The Disaster on Saturday
During one of the most tremendous storms of wind and snow on Saturday afternoon ever known here, Capt. Samuel Freeman, keeper of the Light House at this port, procured aid and proceeded to the Light House at the east end of the west pier, in a small boat. There being a number of vessels due here, it was seemed important that the Light House should be lighted on that night, and Capt. Freeman succeeded in his hazardous undertaking in making the end of the pier and lighting the Light House. The boat was manned by Capt. Freeman and two others.
In attempting to return, when the wind was blowing a perfect gale and the atmosphere filled with snow, they were unable to manage the boat, which drifted into the surf amid floating ice, and a tremendous sea running at the time, the boat was upset. All those on board succeeded in getting hold of the bottom of the boat.
At this moment Capt. Malcolm Bronson, who witnessed the catastrophe from the lower dock on the west side, immediately procured a boat, and three resolute men to man her, and proceeded to the rescue of those in the water. After a desperate struggle with the sea and ice, they reached Capt. Freeman's boat. which had drifted into the jaws of the piers, and succeeded with much difficulty and at great hazard to their own lives, in saving Capt. Freeman and his men at the moment they were exhausted and giving up. Their rescue under the circumstances, and the escape of all was a most remarkable achievement, for which Capt. Bronson and his associates are entitled to the highest credit.

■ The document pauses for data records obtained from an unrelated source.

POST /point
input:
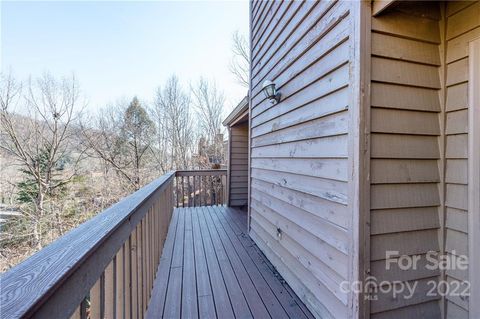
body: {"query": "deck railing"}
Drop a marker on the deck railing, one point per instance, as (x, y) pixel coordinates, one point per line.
(105, 268)
(200, 188)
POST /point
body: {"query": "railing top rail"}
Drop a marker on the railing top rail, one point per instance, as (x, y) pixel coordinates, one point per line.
(26, 287)
(202, 172)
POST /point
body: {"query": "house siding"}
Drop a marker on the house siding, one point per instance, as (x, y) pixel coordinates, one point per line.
(406, 111)
(462, 26)
(238, 164)
(299, 178)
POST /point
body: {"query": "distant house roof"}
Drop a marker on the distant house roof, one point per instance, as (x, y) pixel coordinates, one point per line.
(239, 112)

We understand some manifestation of public gratitude to Capt. Bronson and his men is contemplated. Certainly such achievements as theirs are worthy of the highest encouragement. Capt. Freeman and his men were more or less frozen when they reached the shore, as were also Capt. Bronson and his men. Capt. Freeman, who is an aged and most worthy man, was speechless and senseless, and for some time his life was despaired for. It is now thought they will all recover.